« Oh, Canada » réalisé par Paul Schrader : Critique

Synopsis : Un célèbre documentariste canadien, condamné par la maladie, accorde une ultime interview à l’un de ses anciens élèves, pour dire enfin toute la vérité sur ce qu’a été sa vie. Une confession filmée sous les yeux de sa dernière épouse…

Après un maladroit mais envoûtant The Master Gardener, Paul Schrader arrive sur Cannes avec un intrigant film, entretien d’un grand cinéaste-documentariste fictif en proie à la maladie, regard dans le rétroviseur entre rêves de vies, déformation du réel, et souvenirs troubles.
Un voyage du temps qui dans son speech rappelle un certain Millenium Actress, prodigieux film d’animation japonais réalisé par Satoshi Kon, qui jouait déjà la carte de l’entretien, de l’échappée fantasmagorique revenant sur une existence artistique toute entière.
Pour conter ces derniers instants, Schrader a concocté un étonnant duo Richard Gere-Uma Thurman, l’artiste et son épouse, le tout en adaptant une œuvre littéraire de Russel Banks.
À Cannes, l’attente est grande, les billets difficilement accessibles. La salle se tapisse de ses habits de nuit et les applaudissements retentissent.
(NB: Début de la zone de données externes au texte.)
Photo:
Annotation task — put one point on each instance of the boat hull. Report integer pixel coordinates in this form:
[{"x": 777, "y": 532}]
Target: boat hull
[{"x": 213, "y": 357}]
Cependant, dès les premières minutes, quelque chose cloche dans ce Oh, Canada, une construction, de récits et d’images, qui questionne.
La plastique est glacée, plate, se détournant d’un traitement cinéma et rappelle l’esthétique de productions tournées et expédiées en quelques semaines du côté des plateformes de streaming.
Le film vivote sur certains clichés et s’effondre la plupart du temps, perdant tout aspect cinétique, perdant toute attirance vers le propos. L’image dessert le récit.
Schrader a beau passer du noir et blanc à la couleur, jouer des contrastes et des saturations pour structurer le temps dans le récit entre passé, présent et réalité déformée, l’ennui et le désintérêt se déploient assez rapidement.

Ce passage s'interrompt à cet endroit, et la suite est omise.